Create a new /etc/nginx/sites-available/HVCC file with the following

server {
    listen 80 default_server;
    return 301 https://$host/cas;
}

upstream casgroup {
    server casdev-master.hvcc.edu:8443;
    server casdev-srv01.hvcc.edu:8443;
    server casdev-srv02.hvcc.edu:8443;
}

server {

    # Yes we are NGINX, but they do not need to know which version.
    server_tokens off;
    gzip off;

    # Only listen on 443 and support http2.
    listen 443 ssl http2;
    server_name casdev.hvcc.edu;

    ssl_certificate           /var/lib/nginx/casdev-bundle.crt;
    ssl_certificate_key       /var/lib/nginx/casdev.key;
    ssl_certificate           /var/lib/nginx/casdev_hvcc_edu-secp384r1-bundle.crt;
    ssl_certificate_key       /var/lib/nginx/casdev_hvcc_edu-secp384r1.key;

    # Security stuff...
    ssl on;
    ssl_session_cache shared:SSL:10m;
    ssl_session_timeout  10m;
    ssl_protocols TLSv1.3 TLSv1.2;
    #ssl_protocols TLSv1.2;
    ssl_ciphers EECDH+AESGCM:EDH+AESGCM;
    #ssl_ciphers ECDHE-ECDSA-AES128-GCM-SHA256:ECDHE-RSA-AES128-GCM-SHA256:ECDHE-ECDSA-AES256-GCM-SHA384:ECDHE-RSA-AES256-GCM-SHA384:ECDHE-ECDSA-CHACHA20-POLY1305:ECDHE-RSA-CHACHA20-POLY1305:DHE-RSA-AES128-GCM-SHA256:DHE-RSA-AES256-GCM-SHA384;
    #ssl_ciphers TLS13-CHACHA20-POLY1305-SHA256:TLS13-AES-256-GCM-SHA384:ECDHE-ECDSA-AES256-GCM-SHA384:ECDHE-RSA-AES256-GCM-SHA384:ECDHE-ECDSA-CHACHA20-POLY1305:ECDHE-RSA-CHACHA20-POLY1305:DHE-RSA-AES256-GCM-SHA384:!AES128;
    ssl_prefer_server_ciphers on;
    ssl_ecdh_curve secp384r1; # Requires nginx >= 1.1.0
    ssl_dhparam /etc/nginx/dhparam-4096.pem;
    ssl_stapling on; # Requires nginx >= 1.3.7
    ssl_stapling_verify on; # Requires nginx => 1.3.7
    resolver 151.103.16.146 151.103.16.12 valid=300s;
    resolver_timeout 5s;

    # Headers for better security overall!
    #add_header Strict-Transport-Security "max-age=31536000 ; includeSubDomains";
    #add_header X-Frame-Options DENY;
    #add_header X-Content-Type-Options nosniff;
    #add_header X-XSS-Protection "1; mode=block";

    location / {

        proxy_cache_revalidate on;
        proxy_set_header        Host $host;
        proxy_set_header        X-Real-IP $remote_addr;
        proxy_set_header        X-Forwarded-For $proxy_add_x_forwarded_for;
        proxy_set_header        X-Forwarded-Proto $scheme;
        proxy_set_header Strict-Transport-Security "max-age=31536000 ; includeSubDomains";
        proxy_set_header X-Frame-Options DENY;
        proxy_set_header X-Content-Type-Options nosniff;
        proxy_set_header X-XSS-Protection "1; mode=block";

        proxy_pass          https://casgroup;
        proxy_read_timeout  90;

    }

    error_page 404 /custom_404.html;
    location = /custom_404.html {
        root /usr/share/nginx/html;
        internal;
    }

    error_page 500 502 503 504 /custom_50x.html;
    location = /custom_50x.html {
        root /usr/share/nginx/html;
        internal;
    }

}

You will most likely have to make changes to the casgroup and the server name, especially when building the production version.

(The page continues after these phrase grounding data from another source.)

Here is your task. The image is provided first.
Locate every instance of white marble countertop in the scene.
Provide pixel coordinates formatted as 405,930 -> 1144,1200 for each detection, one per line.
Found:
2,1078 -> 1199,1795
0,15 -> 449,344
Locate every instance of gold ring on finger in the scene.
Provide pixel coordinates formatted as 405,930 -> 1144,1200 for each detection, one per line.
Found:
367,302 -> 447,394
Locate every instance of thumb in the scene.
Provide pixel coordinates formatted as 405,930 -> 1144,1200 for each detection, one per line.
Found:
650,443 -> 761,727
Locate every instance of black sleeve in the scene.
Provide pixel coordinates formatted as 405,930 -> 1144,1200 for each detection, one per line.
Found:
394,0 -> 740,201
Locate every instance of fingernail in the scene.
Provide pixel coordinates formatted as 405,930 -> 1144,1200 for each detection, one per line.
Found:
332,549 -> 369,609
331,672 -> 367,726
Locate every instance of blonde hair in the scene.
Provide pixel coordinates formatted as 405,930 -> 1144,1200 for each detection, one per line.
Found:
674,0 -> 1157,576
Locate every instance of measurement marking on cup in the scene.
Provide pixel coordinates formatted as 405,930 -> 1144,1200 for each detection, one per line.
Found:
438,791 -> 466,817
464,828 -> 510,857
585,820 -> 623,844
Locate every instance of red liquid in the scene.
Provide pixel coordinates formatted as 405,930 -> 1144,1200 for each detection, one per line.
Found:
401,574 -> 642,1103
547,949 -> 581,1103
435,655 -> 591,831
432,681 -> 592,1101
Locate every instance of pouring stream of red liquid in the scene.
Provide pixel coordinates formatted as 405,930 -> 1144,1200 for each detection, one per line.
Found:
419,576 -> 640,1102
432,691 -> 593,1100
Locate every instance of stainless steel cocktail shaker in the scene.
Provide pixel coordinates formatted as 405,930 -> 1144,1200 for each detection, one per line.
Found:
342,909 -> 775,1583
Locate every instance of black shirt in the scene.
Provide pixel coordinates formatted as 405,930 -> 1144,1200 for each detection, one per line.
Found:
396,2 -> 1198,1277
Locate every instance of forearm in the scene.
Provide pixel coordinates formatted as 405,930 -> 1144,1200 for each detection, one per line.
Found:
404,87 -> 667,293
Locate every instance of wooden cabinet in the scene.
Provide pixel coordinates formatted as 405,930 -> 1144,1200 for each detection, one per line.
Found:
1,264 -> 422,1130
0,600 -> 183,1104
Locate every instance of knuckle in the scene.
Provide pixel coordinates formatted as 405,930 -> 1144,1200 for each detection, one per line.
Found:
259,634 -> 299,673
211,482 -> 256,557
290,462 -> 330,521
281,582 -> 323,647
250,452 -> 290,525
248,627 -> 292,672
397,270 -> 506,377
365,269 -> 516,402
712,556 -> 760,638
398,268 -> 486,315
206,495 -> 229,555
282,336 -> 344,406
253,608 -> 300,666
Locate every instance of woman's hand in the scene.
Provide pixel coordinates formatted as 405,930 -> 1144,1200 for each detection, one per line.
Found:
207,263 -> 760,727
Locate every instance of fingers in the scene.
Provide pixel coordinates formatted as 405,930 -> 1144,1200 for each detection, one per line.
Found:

This config is subject to change, so you may need to revisit this location for updated content.

Create dhparam file.

openssl dhparam -out /etc/nginx/dhparam-4096.pem 4096

Now unlink the default and link the HVCC.

rm /etc/nginx/sites-enabled/default
ln -s /etc/nginx/sites-available/HVCC /etc/nginx/sites-enabled/
service nginx restart

If you receive any errors, be sure to check your configuration file for mispellings or other problems such as incorrect certificate file names.